A mountain of folds: triangle zone in the fold-and-thrust belt of the External Pamir, Kyrgyzstan

Triangle zones are thrust sheets or stacks of thrust sheets underlain by foreland-directed thrusts and overlain by a kinematically linked “passive” roof thrust - a backthrust - directed towards the hinterland. They are not uncommon in thin-skinned fold-and-thrust belts. Most triangle zones are known from seismic data and drilling. We describe a km-scale example exposed on a flank of the Altyn Dara valley near the thrust front of the Pamir mountains in Kyrgyzstan. The External Pamir is a high-level thrust belt built from non-metamorphic strata of Permian to Neogene age. It is bounded on its internal, southern side by the Main Pamir thrust with metamorphic rocks in its hanging-wall and in the north by the Pamir Frontal thrust which juxtaposes it with undeformed foreland strata of the Alai valley.

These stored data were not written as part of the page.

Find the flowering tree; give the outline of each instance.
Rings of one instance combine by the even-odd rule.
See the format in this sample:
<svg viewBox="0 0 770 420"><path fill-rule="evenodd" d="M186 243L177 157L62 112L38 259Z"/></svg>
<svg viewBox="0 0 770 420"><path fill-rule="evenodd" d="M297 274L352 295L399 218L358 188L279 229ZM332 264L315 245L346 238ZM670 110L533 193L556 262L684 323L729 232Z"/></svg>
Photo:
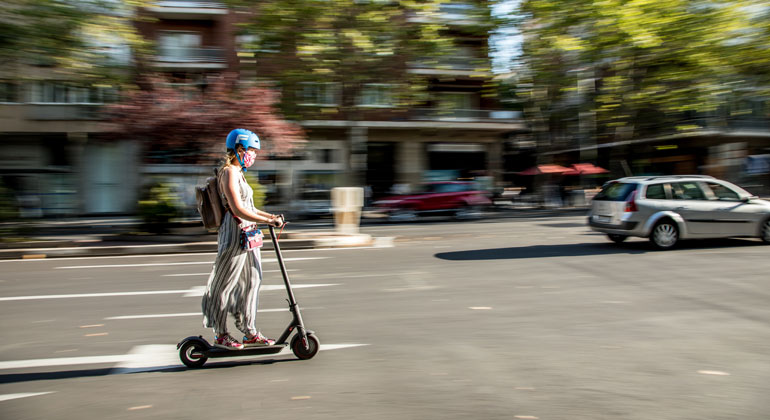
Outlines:
<svg viewBox="0 0 770 420"><path fill-rule="evenodd" d="M108 108L114 135L146 143L151 163L214 163L230 130L246 128L262 140L260 156L286 156L304 140L302 129L276 110L267 87L237 87L222 76L199 87L179 88L153 76Z"/></svg>

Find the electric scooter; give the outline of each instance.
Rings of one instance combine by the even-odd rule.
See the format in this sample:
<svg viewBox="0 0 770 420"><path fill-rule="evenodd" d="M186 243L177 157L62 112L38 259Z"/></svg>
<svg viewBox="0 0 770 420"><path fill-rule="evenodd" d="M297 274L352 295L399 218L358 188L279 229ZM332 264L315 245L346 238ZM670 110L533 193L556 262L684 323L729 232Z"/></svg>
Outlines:
<svg viewBox="0 0 770 420"><path fill-rule="evenodd" d="M176 345L177 350L179 350L179 358L187 367L201 367L209 358L275 354L279 353L287 346L290 347L294 355L301 360L311 359L318 353L321 343L313 331L305 329L305 324L302 322L302 314L300 314L299 305L294 299L294 292L291 288L291 282L289 282L289 275L286 273L286 266L283 263L283 255L281 255L281 248L278 245L278 238L275 236L275 228L273 228L273 226L269 226L269 228L270 239L273 241L275 255L278 258L278 265L281 267L283 282L286 285L286 294L289 296L286 301L289 303L289 311L293 316L291 323L286 327L286 330L284 330L278 340L276 340L275 344L271 346L254 346L244 347L240 350L230 350L212 346L200 335L187 337ZM297 332L294 334L294 337L292 337L290 342L287 342L286 340L289 338L289 335L291 335L295 329Z"/></svg>

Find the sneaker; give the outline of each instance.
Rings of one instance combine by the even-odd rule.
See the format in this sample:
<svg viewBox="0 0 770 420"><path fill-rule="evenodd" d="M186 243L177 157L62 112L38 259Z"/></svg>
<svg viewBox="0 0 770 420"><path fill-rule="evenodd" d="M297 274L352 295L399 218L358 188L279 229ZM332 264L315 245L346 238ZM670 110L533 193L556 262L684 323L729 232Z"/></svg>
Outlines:
<svg viewBox="0 0 770 420"><path fill-rule="evenodd" d="M272 346L273 344L275 344L275 340L265 337L261 332L258 332L257 335L251 338L243 336L243 345L247 347Z"/></svg>
<svg viewBox="0 0 770 420"><path fill-rule="evenodd" d="M223 334L222 336L219 336L217 337L216 340L214 340L214 347L219 347L227 350L241 350L243 349L243 344L239 343L238 340L234 339L232 335Z"/></svg>

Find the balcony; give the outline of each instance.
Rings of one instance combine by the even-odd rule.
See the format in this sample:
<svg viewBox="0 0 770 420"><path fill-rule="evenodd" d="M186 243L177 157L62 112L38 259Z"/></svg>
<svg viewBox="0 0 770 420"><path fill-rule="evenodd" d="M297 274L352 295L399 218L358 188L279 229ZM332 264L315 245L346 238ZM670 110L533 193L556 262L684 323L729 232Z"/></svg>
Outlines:
<svg viewBox="0 0 770 420"><path fill-rule="evenodd" d="M413 121L520 122L522 118L521 111L500 109L413 108L410 111Z"/></svg>
<svg viewBox="0 0 770 420"><path fill-rule="evenodd" d="M471 3L442 3L439 10L418 12L409 17L412 23L443 23L451 26L479 25L484 22L482 9Z"/></svg>
<svg viewBox="0 0 770 420"><path fill-rule="evenodd" d="M216 47L162 48L153 66L159 69L224 69L227 67L225 50Z"/></svg>
<svg viewBox="0 0 770 420"><path fill-rule="evenodd" d="M445 56L409 63L409 72L425 75L490 77L489 60L470 56Z"/></svg>
<svg viewBox="0 0 770 420"><path fill-rule="evenodd" d="M33 121L97 121L101 104L24 104L26 119Z"/></svg>
<svg viewBox="0 0 770 420"><path fill-rule="evenodd" d="M195 0L161 0L147 10L162 19L181 20L210 20L228 13L224 3Z"/></svg>

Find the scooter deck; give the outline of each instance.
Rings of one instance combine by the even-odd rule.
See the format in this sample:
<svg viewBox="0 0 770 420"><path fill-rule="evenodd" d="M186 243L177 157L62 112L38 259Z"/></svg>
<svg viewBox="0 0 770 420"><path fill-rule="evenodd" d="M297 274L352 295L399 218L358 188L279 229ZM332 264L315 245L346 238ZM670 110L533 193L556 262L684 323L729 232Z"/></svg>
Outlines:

The triangle zone has formed where the basal detachment of the External Pamir ramps up from Lower Cretaceous redbeds into a succession of Upper Cretaceous marine pelites with a few intercalated limestone horizons. The strongly deformed Upper Cretaceous strata are contained between a north-directed thrust and a south-directed backthrust, both of which carry Lower Cretaceous rocks in their hanging-walls. In stark contrast to classical models, the core of the triangle zone is occupied by a bundle of essentially unfaulted, isoclinal upright folds. The subvertical axial planes diverge slightly upwards and changing elevations of the synclinal troughs suggest an anticlinorium. This structure is exposed over a vertical distance of 1 km in the steep flank of Pik Sverdlova. The folds involve four shaly packages and three limestone horizons. The initial total thickness of this succession was about 500 m. A strong slaty cleavage is developed in the shales, but the limestones do not show marked thickness variations between the long, straight fold limbs and the tight but rounded hinges. Assuming negligible penetrative strain in the limestones, unfolding the sinuous bed length suggests 10 km of horizontal shortening accommodated by folding.

Its overall geometry suggests that the triangle zone originated as a wide zone of detachment folding above a thrust fault propagating at the base of the weak Upper Cretaceous shales. The strong contraction may indicate some kind of buttress towards the foreland such as a syndepositional fault against which the Cenomanian-Turonian succession thinned or terminated, or the backthrust itself if it initiated early on. At any rate, the highly shortened bundle of folds was at some point bypassed along a deeper detachment in Lower Cretaceous strata into which the backthrust merges.

The internal structure of the Pik Sverdlova triangle zone would be difficult to image by conventional seismic techniques. Vertical drilling would also be unlikely to fully reveal the folded architecture. We speculate that in many triangle zones folding may be a more important mechanism than incorporated in the prevailing thrust-stacking models.